Bien entendu, la tentation est grande  de chercher des responsables: l’école, les parents, la société etc.  Cependant, à moins d’avoir une vocation tenace, il n’est pas toujours simple à 17 ou 18 ans d’avoir une idée précise de ce que l’on veut vraiment faire et d’être en mesure de déterminer si, 5 ou 20 ans plus tard, on aura encore du plaisir à le faire. Il est du coup bien légitime pour les parents d’orienter leurs enfants vers des voies porteuses.

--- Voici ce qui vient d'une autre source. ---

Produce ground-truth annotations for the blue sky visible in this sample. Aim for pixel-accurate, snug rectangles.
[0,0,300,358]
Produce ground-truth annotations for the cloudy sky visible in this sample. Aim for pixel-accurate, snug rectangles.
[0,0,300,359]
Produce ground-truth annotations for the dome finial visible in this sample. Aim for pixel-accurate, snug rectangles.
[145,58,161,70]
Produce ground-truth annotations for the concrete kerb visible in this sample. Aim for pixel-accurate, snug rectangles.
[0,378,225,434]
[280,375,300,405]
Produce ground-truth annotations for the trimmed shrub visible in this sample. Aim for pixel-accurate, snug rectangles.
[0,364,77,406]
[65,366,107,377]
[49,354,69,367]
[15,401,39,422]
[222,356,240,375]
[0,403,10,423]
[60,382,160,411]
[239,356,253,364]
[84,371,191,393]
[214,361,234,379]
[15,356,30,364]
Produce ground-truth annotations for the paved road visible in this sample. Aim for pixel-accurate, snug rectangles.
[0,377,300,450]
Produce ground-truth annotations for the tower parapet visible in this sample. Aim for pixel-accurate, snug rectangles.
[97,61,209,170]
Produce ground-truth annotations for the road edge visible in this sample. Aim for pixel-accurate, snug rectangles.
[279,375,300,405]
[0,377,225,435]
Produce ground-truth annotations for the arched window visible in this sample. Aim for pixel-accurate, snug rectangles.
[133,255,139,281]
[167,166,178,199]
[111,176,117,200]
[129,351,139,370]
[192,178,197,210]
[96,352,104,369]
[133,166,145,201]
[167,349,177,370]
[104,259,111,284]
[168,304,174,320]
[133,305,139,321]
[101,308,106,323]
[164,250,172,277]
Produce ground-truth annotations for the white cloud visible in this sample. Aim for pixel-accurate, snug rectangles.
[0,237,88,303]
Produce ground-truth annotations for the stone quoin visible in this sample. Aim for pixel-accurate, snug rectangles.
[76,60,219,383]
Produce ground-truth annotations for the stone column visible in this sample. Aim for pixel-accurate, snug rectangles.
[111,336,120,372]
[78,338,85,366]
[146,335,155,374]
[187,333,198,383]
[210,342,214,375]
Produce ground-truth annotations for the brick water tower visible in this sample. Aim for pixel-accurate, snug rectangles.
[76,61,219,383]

Ainsi Maxime, 29 ans, m’expliquait l’autre jour que sa famille l’avait poussé vers une prépa scientifique parce qu’ils était bon en sciences et ne savait pas quoi faire et que “les maths, ça mène à tout”. Il est aujourd’hui ingénieur, pas passionné par son travail, mais il n’aurait pas du tout imaginé à 18 ans ce qui pouvait l’inspirer. Est-il bien utile de blâmer ses parents? Il s’agit donc beaucoup plus de comprendre les spécificités des bifurcations professionnelles pour pouvoir les accompagner sans sombrer dans les clichés générationnels.

 

Une génération pas si différente…

On trouve malheureusement très peu de littérature analytique sur le sujet, la plupart des publications se limitant à resservir les poncifs habituels sur la génération Y, une génération for-mi-da-ble, qui n’aurait peur de rien et qui aurait un rapport au travail et des valeurs heureusement bien différentes de la précédente, cette vilaine génération X qu’on aimerait bien déjà à la retraite, tant la longue liste de ses défauts nuit à l’entreprise.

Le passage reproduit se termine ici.